Major shale oil reserves have been discovered in the western province of Lorestan, according to Bahman Soleimani, a senior official at Iran’s state-owned National Iranian Oil Company (NOIC).
The new reserves, which were discovered in the Ghali Koh field, are believed to amount to around two billion barrels of light crude. Soleimani also added that the province is also being explored for shale gas reserves.
The find follows similar discoveries of shale oil in the Kerman and Semnan provinces. These new reserves are unlikely to be exploited any time soon, however, because Iran is estimated to have over 150 billion barrels in conventional oil reserves. In Iran, conventional oil production costs only $10 a barrel, while it would likely cost $40–80 a barrel for shale oil there. This makes the investment economically unattractive, at least at current oil prices.

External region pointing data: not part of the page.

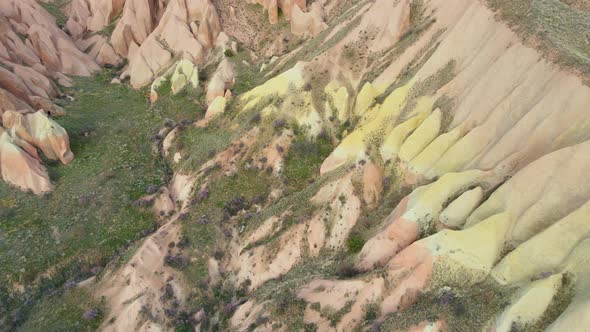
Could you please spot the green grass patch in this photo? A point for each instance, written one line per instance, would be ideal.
(303, 161)
(55, 8)
(558, 30)
(75, 309)
(90, 216)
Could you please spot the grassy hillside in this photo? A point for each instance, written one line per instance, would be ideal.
(71, 233)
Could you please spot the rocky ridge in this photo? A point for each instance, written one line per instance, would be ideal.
(471, 142)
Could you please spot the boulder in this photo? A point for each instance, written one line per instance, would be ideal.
(310, 23)
(223, 79)
(40, 131)
(19, 168)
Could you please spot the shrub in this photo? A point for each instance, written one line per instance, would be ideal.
(355, 243)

Shale oil is typically more expensive to produce because oil shale must be processed to extract oil. Sometimes the shale is mined and processed above ground, but it can also be processed on site by heating the shale and extracting the oil through wells. The resulting shale oil is suitable for use as fuel, but it can also be upgraded and used as feedstock for other industries, such as to make lubricants.
The principle of shale oil extraction dates back to the 10th Century, but recent technology has made it more economically feasible. For example, Royal Dutch Shell, which also produces lubricants like Shell Tellus S2 M 32, claims its Shell ICP technology is feasible at prices over $30 per barrel.